When it comes to possible triggers, however, two large population studies out of Harvard show clear association with milk consumption and the promotion of acne, and other forms of dairy, including cheese, sherbet and ice cream, he said.

“It’s perhaps the case that not every acne sufferer is having their acne provoked by dairy, but it appears many are, so in that case, there are guidelines in the book about how to go about ensuring adequate calcium intake,” said Logan, a graduate of the Canadian College of Naturopathic Medicine and faculty member at Harvard’s School of Continuing Medical Education.

Fortified beverages like soy milk, tofu, nuts and green, leafy vegetables are good alternative sources of calcium, Logan said.

Whether individuals are picking up lunch on their breaks or brown-bagging it, Logan said they should be sure their meal is comprised of whole grains or whole wheat and a good-quality lean protein, like skinless poultry.

Having something colourful in their meal, like berries or cherries is a bonus, he added.

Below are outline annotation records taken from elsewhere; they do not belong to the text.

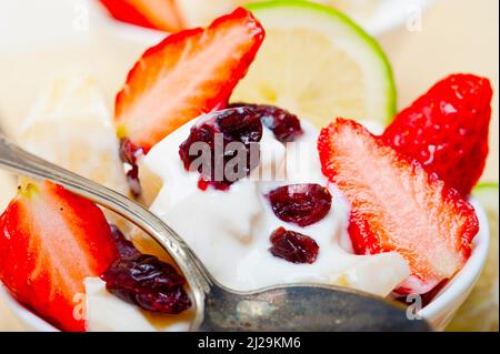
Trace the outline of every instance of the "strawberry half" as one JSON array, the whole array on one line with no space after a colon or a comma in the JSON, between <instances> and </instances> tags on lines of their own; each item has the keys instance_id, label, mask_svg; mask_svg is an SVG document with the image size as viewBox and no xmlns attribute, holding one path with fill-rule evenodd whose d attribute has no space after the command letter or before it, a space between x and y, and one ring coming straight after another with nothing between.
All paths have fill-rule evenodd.
<instances>
[{"instance_id":1,"label":"strawberry half","mask_svg":"<svg viewBox=\"0 0 500 354\"><path fill-rule=\"evenodd\" d=\"M117 257L101 210L50 182L20 189L0 216L0 280L60 330L86 330L78 316L83 280L100 276Z\"/></svg>"},{"instance_id":2,"label":"strawberry half","mask_svg":"<svg viewBox=\"0 0 500 354\"><path fill-rule=\"evenodd\" d=\"M100 0L110 14L122 22L176 32L182 20L176 0Z\"/></svg>"},{"instance_id":3,"label":"strawberry half","mask_svg":"<svg viewBox=\"0 0 500 354\"><path fill-rule=\"evenodd\" d=\"M263 37L259 22L240 8L206 30L171 34L146 51L117 95L119 138L147 153L191 119L226 107Z\"/></svg>"},{"instance_id":4,"label":"strawberry half","mask_svg":"<svg viewBox=\"0 0 500 354\"><path fill-rule=\"evenodd\" d=\"M467 196L488 156L492 94L488 79L451 75L399 113L383 139Z\"/></svg>"},{"instance_id":5,"label":"strawberry half","mask_svg":"<svg viewBox=\"0 0 500 354\"><path fill-rule=\"evenodd\" d=\"M397 251L409 262L399 292L427 293L463 266L479 223L457 191L353 121L323 129L318 149L324 175L351 203L356 253Z\"/></svg>"}]
</instances>

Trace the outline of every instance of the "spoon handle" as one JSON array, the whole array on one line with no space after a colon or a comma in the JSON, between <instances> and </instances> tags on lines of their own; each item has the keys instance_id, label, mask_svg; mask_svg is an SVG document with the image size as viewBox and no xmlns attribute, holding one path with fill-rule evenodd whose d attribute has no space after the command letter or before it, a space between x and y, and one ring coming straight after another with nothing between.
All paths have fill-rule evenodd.
<instances>
[{"instance_id":1,"label":"spoon handle","mask_svg":"<svg viewBox=\"0 0 500 354\"><path fill-rule=\"evenodd\" d=\"M186 242L150 211L106 186L20 149L0 134L0 166L36 180L49 180L129 220L151 235L177 262L191 287L197 309L203 307L212 277Z\"/></svg>"}]
</instances>

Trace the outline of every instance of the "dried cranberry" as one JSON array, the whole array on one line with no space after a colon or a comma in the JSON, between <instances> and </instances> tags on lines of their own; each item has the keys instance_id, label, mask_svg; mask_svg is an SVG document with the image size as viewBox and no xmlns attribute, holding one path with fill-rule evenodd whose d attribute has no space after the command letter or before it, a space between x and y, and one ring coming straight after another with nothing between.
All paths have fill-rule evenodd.
<instances>
[{"instance_id":1,"label":"dried cranberry","mask_svg":"<svg viewBox=\"0 0 500 354\"><path fill-rule=\"evenodd\" d=\"M200 173L200 188L227 190L259 165L261 139L262 123L254 112L246 108L223 110L191 128L179 155L186 170Z\"/></svg>"},{"instance_id":2,"label":"dried cranberry","mask_svg":"<svg viewBox=\"0 0 500 354\"><path fill-rule=\"evenodd\" d=\"M280 227L271 234L272 255L291 263L314 263L319 245L311 237Z\"/></svg>"},{"instance_id":3,"label":"dried cranberry","mask_svg":"<svg viewBox=\"0 0 500 354\"><path fill-rule=\"evenodd\" d=\"M146 311L178 314L191 306L186 279L153 255L118 260L101 279L110 293Z\"/></svg>"},{"instance_id":4,"label":"dried cranberry","mask_svg":"<svg viewBox=\"0 0 500 354\"><path fill-rule=\"evenodd\" d=\"M306 227L322 220L330 211L331 194L319 184L290 184L268 194L274 214L284 222Z\"/></svg>"},{"instance_id":5,"label":"dried cranberry","mask_svg":"<svg viewBox=\"0 0 500 354\"><path fill-rule=\"evenodd\" d=\"M244 107L256 112L262 124L282 143L294 141L303 134L299 118L278 107L249 103L232 103L230 107Z\"/></svg>"},{"instance_id":6,"label":"dried cranberry","mask_svg":"<svg viewBox=\"0 0 500 354\"><path fill-rule=\"evenodd\" d=\"M126 164L127 182L136 198L139 198L142 193L139 181L139 166L137 165L137 159L142 153L142 149L136 146L129 139L120 141L120 159Z\"/></svg>"},{"instance_id":7,"label":"dried cranberry","mask_svg":"<svg viewBox=\"0 0 500 354\"><path fill-rule=\"evenodd\" d=\"M123 233L114 225L110 225L111 227L111 235L114 240L114 243L117 244L118 254L120 255L120 259L133 259L141 253L136 249L132 242L126 239Z\"/></svg>"}]
</instances>

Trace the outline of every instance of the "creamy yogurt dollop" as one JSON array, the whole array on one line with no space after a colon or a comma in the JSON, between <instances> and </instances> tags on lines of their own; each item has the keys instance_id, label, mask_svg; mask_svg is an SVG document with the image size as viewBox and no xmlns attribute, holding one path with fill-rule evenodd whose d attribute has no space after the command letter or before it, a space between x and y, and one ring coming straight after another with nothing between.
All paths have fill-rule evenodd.
<instances>
[{"instance_id":1,"label":"creamy yogurt dollop","mask_svg":"<svg viewBox=\"0 0 500 354\"><path fill-rule=\"evenodd\" d=\"M202 191L198 188L199 173L186 171L179 158L179 145L196 123L197 120L183 125L148 153L141 165L148 171L142 185L148 194L157 194L151 211L186 240L220 283L246 291L312 282L388 296L409 276L409 266L398 253L352 254L347 233L349 203L321 173L316 146L318 131L311 124L302 121L304 134L289 144L276 140L264 128L259 169L228 191L212 188ZM276 188L296 183L318 183L327 186L333 196L330 212L307 227L279 220L266 196ZM313 264L290 263L269 252L270 235L280 226L314 239L320 249ZM140 243L144 247L144 240ZM151 325L151 321L159 321L158 315L149 314L147 318L142 311L118 311L123 304L107 293L104 286L100 281L88 281L90 328L120 330L124 322L127 328L140 331L176 331L189 326L188 316L178 321L169 316L171 322L159 316L163 322L158 326ZM101 315L96 307L117 311Z\"/></svg>"}]
</instances>

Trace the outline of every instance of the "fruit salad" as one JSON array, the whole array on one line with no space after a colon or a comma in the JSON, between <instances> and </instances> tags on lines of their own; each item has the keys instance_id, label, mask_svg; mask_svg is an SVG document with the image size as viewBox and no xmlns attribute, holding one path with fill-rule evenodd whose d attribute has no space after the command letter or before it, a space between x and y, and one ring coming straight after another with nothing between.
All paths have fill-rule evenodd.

Those foods won’t spike blood sugar and contain lots of fibre, which helps regulate blood sugar levels, and contain important antioxidants critical to acne patients.

“We now know acne sufferers are under increased oxidative stress,” Logan said. “Some of the research indicates the lower the blood levels of antioxidants in acne patients, the more severe their acne is, so they, of all people, may actually need to really go out of their way to make sure they’re getting in enough antioxidants.”

Processed foods and those high in sugar that spike insulin levels may also be acne promoters, Logansaid.

“In essence, the dietary triggers are not too dissimilar from what we have been warned against before when it comes to gaining weight or Type 2 diabetes or even cardiovascular disease,” he said. “These types of foods that are devoid of fiber and nutrients may be implicated as well.”

Despite the book title, Logan said diet is not everything when it comes to acne. Stress has been shown to promote acne, and acne rates have increased significantly among adult women, he said.

“This may be attributed to diet, but it could also be attributed to stress because stress promotes the sebum which ultimately blocks up the pores, and in women in particular they’re very prone to this,” he said.

Exercise, relaxation techniques and keeping stress in check are important features of a clear-skin lifestyle, he said.

Some dermatologists say while they don’t have a set list of items patients shouldn’t eat, they do advise them to steer clear of foods they find lead to breakouts.

“In general, your skin reflects your inner health, and your inner health is dependent on what you put into your body, so good nutrition will help to improve your skin,” said Toronto-based Dr. Lisa Kellett.

“With that being said, as long as you are eating fruits and vegetables and things like that, one certain food group – if you eliminate it – will not cure your acne.”

“Conversely, if you have the odd chocolate bar, that is not the cause of your acne. However, if the only thing you eat are chocolate bars, your skin will likely reflect your inner nutrition and therefore, won’t look right.”